Lachlan lost an eye. The Gallanach Glass Works, Ornaments Division, made him an artificial one. Fergus was soundly beaten by his father, and not allowed out for a fortnight. The Urvills granted the Watt family the sum of one thousand guineas in full and final settlement of the matter, the papers drawn up by the firm of Blawke, Blawke and Blawke.

Lachlan was still growing, and perhaps because of that during his mid-teens the eye kept falling out, so another, slightly larger, was made; Lachlan was allowed to keep the old one. He had a third glass eye, which he’d got from the hospital when the first one had been lost for a week (it was eventually discovered, months later, under a chest of drawers in Lachy and Rab’s bedroom, where presumably it had rolled during the night), but it was of inferior quality; duller and less lifelike, and he kept it as a spare.

He was the boy with four eyes, and he didn’t even need glasses.
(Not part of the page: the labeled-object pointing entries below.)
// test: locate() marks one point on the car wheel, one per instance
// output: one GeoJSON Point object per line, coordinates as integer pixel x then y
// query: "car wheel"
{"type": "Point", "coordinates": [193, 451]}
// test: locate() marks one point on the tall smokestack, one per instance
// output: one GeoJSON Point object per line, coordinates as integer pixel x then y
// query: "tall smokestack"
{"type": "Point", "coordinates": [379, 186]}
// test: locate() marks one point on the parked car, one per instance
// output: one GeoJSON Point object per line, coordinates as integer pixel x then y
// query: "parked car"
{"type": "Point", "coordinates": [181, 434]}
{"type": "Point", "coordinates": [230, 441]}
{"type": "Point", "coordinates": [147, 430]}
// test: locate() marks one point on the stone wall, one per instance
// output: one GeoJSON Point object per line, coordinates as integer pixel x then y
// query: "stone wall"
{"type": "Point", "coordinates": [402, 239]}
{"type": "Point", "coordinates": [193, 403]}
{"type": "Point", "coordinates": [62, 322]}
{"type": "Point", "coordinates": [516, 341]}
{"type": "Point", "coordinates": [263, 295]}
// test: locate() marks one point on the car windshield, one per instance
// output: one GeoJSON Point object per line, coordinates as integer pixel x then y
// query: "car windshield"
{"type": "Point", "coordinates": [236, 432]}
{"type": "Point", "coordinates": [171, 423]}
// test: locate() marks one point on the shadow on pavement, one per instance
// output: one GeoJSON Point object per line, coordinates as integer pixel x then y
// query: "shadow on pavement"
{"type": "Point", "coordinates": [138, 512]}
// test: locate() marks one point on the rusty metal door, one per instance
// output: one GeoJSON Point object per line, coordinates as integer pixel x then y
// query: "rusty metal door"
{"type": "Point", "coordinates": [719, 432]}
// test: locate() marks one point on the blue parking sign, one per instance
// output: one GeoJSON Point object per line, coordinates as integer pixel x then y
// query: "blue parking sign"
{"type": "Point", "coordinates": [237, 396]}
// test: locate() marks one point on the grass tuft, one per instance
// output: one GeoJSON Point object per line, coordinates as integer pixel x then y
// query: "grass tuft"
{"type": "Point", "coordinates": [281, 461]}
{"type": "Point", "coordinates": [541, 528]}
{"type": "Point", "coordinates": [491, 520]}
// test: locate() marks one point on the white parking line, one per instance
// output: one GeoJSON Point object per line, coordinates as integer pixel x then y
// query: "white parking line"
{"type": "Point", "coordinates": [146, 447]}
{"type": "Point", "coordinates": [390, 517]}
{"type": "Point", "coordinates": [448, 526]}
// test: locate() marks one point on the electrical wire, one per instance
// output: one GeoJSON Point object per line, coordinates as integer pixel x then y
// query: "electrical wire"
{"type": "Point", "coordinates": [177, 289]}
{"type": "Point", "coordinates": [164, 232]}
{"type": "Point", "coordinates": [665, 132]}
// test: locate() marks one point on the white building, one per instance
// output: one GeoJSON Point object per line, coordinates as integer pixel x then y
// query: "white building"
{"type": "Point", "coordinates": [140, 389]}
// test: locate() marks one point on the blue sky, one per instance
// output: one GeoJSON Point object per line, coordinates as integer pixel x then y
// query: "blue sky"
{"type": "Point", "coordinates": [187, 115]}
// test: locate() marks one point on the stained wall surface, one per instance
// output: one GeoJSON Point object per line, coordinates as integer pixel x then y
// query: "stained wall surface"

Or rather a monocle.

‘Keep an eye out for us, Lachy!’ and variations thereof became a popular phrase amongst his school-mates, though not to his face after the first boy to say it within Lachy’s earshot, if not sight, was held down by a half-dozen powerful young Watts and forced to swallow the brown-irised orb, and then to bring it back up.

Mary McHoan sniffed the air. ‘Prentice, you smell of petrol.’

Prentice collapsed into a seat in the living room. ‘Sorry,’ he said.

His mother looked over the top of the Guardian at him. On the television, a game of snooker was proceeding silently. Prentice sat and looked at it. Mary put the paper down, took off her reading glasses.

‘Where’s Ken?’ Prentice asked. He still had his black leather jacket on.

‘In bed, reading,’ Mary told him. She folded the paper, went over to her son, and sniffed the air above him.